Fuzzy logic is a mathematical approach designed to handle uncertainty, vagueness, and imprecise information. Fuzzy logic has always been the essence of research-based media decision making. Unlike traditional binary logic, which forces inputs into strict Boolean categories like ‘yes/no’ and ‘0/1’ (or in the case of radio, listener/ non-listener), fuzzy logic enable us to process ambiguous information and make decisions based on flexible rules rather than rigid thresholds.
So if we take these behavioural learnings from BrandMapp 2025 we can develop a holistic weighting factor (Digital Listening Amplification Factor) for the same basket of stations in BRC RAMS. Using DIGILAMP we can get a reasoned estimate of the total unduplicated listenership to these stations today.

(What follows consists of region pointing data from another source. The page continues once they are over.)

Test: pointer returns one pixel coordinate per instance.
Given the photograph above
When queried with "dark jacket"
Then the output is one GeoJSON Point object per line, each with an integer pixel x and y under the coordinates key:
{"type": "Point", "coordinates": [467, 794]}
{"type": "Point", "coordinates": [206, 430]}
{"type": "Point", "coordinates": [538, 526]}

The question we need to ask is not so much whether this DIGILAMP weighting technique is right or wrong, but rather “is the fuzzy logic less wrong than using 2-year-old audience data from an obsolete listening diary methodology?”.
The simple reality is that radio listenership is not declining. Multi data-source analysis confirms the evidence of our own ears. Radio listening is increasing but it is morphing into a complex and layered listening behaviour pattern. The hills may no longer be alive with sound of analogue radio, but the audioverse is certainly alive with the sound of curated audio. And nobody can curate audio better than a radio station.
If you build it, they will come. But if you build it on radio then they will know when to come and where to go!
It’s time to stop hanging on to our radio diaries and say goodbye to Julie Andrews. Or at least get her a few of her favourite things. Like a mobile phone and a set of wearable tracking devices. Then she wont feel so bad.
That’s how you solve a problem like Maria. And that really is sound fuzzy logic.